The problem is find to the differential of $f:S^{m}\times S^{n}\to S^{m+n+mn}$ (spheres) defined as $f(x_{0},...,x_{n},y_{1},...y_{n})=(x_{0}y_{0},x_{0}y_{1},...,x_{n}y_{1},x_{n}y_{n})$ and show it is injective for all $(p,q)\in S^{m}\times S^{n}$ i.e. $df_{(p,q)}:T_{p}S^{m}\times T_{q}S^{n}\to T_{f(p,q)}S^{m+n+mn}$ is injective.
one way) Treating f as a (m +1)x(n+1) matrix with $f_{ij}=x_{i}y_{j}$. But differentiating such a function is confusing.

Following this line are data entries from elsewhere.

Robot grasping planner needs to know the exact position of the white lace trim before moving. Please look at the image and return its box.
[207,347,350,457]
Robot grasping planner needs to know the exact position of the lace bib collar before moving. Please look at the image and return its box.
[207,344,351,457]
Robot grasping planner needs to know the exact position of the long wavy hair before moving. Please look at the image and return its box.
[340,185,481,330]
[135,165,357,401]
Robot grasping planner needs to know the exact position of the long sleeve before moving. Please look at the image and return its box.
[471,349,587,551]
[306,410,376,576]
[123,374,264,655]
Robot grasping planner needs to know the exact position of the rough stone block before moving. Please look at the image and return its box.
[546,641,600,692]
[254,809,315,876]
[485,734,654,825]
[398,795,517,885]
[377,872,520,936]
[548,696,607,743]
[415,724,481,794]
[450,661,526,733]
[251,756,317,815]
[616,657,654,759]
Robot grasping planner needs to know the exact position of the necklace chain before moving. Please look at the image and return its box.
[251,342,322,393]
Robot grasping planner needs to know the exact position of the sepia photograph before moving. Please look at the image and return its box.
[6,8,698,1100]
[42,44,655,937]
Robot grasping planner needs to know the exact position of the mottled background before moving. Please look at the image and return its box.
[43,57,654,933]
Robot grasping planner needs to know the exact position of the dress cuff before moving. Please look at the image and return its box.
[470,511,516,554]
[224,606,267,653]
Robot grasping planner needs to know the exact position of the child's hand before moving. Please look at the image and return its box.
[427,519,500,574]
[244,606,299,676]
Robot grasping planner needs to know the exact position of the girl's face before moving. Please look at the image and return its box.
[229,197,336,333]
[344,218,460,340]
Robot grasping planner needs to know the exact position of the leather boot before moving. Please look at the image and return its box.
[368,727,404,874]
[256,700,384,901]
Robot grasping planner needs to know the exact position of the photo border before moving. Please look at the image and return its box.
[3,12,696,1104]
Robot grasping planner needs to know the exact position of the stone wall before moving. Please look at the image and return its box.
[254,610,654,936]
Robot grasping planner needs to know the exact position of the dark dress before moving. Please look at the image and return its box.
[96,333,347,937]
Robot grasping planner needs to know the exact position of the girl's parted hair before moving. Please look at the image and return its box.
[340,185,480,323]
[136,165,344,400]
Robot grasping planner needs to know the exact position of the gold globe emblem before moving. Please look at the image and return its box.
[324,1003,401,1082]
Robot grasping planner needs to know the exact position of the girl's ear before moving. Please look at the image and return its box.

other way) using coordinate charts. But there must be cleaner solution.
My suggestion is to avoid coordinates on the spheres as much as possible. Here's a simpler set-up. Suppose you have a smooth map $F\colon \Bbb R^{n+1}\to \Bbb R^N$ (the issue here is in the domain, not the range) and you're interested in its restriction $f\colon S^n\to\Bbb R^N$. How should we decide if $df_x\colon T_xS^n\to\Bbb R^N$ is injective? Of course, if $dF_x\colon\Bbb R^{n+1}\to\Bbb R^N$ is injective, we're very happy. But it needn't be. So remember that $df_x$ is the restriction of $dF_x$ to $T_xS^n$. Thus, it will suffice for $\ker(dF_x)$ to be contained in $(T_xS^n)^\perp=\text{Span}(x)$. You might compare this with the way the method of Lagrange multipliers works, by the way.
You should be able to generalize this to the case of $S^m\times S^n$.